Detection of CTNNB1 Hotspot Mutations in Cell-Free DNA from the Urine of Hepatocellular Carcinoma Patients

Round 1

Reviewer 1 Report

Thank you for the opportunity to review the manuscript “Detection of CTNNB1 hotspot mutations in urine cell-free DNA of hepatocellular carcinoma patients” by Lin et al.  In this study, the authors analyze pre- and post-operative urine for presence of a CTNNB1 hotspot mutation as a measure of residual disease and HCC recurrence risk following resection.
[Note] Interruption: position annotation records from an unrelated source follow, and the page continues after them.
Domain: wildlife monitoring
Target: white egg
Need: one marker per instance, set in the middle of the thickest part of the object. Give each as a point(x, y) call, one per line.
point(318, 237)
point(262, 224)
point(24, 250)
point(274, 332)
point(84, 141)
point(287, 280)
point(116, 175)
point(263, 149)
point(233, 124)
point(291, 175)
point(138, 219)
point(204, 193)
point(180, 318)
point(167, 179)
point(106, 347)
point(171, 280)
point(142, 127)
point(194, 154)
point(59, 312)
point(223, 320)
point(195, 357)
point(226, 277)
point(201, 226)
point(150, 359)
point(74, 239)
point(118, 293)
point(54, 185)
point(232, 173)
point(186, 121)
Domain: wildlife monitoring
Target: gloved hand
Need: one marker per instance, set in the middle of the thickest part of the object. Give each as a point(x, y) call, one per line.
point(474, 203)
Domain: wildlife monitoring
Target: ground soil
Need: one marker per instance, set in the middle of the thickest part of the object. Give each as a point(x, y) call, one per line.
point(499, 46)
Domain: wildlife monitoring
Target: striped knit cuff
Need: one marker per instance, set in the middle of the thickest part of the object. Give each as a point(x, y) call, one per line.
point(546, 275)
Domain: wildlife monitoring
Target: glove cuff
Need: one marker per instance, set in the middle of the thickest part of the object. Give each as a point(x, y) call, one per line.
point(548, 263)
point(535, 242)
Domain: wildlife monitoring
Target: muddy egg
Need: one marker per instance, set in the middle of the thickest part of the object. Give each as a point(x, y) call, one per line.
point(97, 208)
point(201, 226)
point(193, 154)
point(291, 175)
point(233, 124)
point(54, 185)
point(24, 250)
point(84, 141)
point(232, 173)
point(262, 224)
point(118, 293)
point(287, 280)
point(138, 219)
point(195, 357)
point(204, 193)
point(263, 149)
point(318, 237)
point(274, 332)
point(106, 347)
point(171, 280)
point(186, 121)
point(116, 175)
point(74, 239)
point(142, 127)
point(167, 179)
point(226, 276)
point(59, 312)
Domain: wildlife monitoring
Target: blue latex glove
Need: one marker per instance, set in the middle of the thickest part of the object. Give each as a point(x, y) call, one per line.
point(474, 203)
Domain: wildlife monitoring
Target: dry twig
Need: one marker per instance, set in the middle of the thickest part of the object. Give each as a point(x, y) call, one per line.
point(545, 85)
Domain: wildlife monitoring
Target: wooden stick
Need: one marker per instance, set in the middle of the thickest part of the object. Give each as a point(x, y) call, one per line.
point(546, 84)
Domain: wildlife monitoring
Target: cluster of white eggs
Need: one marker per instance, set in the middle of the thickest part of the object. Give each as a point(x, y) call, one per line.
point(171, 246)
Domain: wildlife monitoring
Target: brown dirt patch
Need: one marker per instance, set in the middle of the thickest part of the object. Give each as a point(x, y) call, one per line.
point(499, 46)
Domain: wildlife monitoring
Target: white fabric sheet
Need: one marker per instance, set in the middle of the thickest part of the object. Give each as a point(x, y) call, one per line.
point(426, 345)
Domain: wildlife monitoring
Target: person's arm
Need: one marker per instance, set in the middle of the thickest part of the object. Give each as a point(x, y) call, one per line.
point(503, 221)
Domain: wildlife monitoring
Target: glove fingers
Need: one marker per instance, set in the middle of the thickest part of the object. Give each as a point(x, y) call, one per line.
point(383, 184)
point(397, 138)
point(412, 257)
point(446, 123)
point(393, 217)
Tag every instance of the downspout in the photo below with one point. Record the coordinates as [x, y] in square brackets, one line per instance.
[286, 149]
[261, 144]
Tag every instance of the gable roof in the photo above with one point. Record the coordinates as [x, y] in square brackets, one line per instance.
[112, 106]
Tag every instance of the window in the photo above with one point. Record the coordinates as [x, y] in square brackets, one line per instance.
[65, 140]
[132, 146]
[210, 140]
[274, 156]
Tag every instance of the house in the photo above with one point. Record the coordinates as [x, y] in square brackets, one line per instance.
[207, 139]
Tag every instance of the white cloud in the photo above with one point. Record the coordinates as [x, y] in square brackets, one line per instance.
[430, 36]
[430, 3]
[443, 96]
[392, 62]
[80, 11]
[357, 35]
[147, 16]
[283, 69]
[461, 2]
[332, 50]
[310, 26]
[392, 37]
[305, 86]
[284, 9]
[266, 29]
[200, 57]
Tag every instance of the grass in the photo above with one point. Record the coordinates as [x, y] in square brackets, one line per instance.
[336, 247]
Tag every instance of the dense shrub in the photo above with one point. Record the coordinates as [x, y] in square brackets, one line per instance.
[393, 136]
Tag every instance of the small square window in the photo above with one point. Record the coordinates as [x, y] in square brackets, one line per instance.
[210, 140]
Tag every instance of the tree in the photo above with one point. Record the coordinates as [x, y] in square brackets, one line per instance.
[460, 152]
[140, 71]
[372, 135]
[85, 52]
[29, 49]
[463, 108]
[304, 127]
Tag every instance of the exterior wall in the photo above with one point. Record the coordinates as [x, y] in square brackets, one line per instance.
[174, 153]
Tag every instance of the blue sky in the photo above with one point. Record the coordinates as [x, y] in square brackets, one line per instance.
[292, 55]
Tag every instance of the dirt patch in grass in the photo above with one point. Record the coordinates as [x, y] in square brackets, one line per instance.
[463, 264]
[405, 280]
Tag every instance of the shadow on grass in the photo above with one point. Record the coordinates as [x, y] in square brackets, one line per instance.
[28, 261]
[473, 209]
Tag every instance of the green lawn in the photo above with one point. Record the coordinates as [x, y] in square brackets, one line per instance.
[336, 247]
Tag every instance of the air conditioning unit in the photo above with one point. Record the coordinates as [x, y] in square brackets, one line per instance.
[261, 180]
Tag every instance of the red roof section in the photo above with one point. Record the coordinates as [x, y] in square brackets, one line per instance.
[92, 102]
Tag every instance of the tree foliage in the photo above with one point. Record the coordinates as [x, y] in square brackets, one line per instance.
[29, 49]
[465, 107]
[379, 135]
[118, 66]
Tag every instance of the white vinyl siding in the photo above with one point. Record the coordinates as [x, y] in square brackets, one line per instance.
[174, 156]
The authors show the qPCR approach can detect CTNNB1 32-37 mutations specifically in HCC tissue relative to tumor-adjacent, cirrhotic, and inflamed tissue as well as verify the specific CTNNB1 mutation through Sanger sequencing. Using a separate cohort, the authors detect CTNNB1 32-37 mutations in urine cfDNA in sub-cohort of pre- and post-surgical specimens.  The data and associations with recurrence outcomes are quite promising.  There are, however, several limitations in the analysis, many of which are disclosed by the authors.  More concerning is some omitted analysis that would substantially strengthen the impact of the manuscript.  Specific concerns are listed below:

• Confirming urine CTNNB1 cfDNA mutations in cohort 1 would solidify the approach and analysis of cohort 2.  Were urine specimens unavailable in cohort 1?  Although the cohort description methods are lean, it appears the specimens were collected through a unified IRB.  Were urine specimens only available in cohort 1? Was the HCC tissue in cohort 1 obtained post-resection?  Was this same tissue available for analysis in cohort 2?  A cross-confirmation (tissue x urine) in either cohort would substantially strengthen the conclusion of assay specificity.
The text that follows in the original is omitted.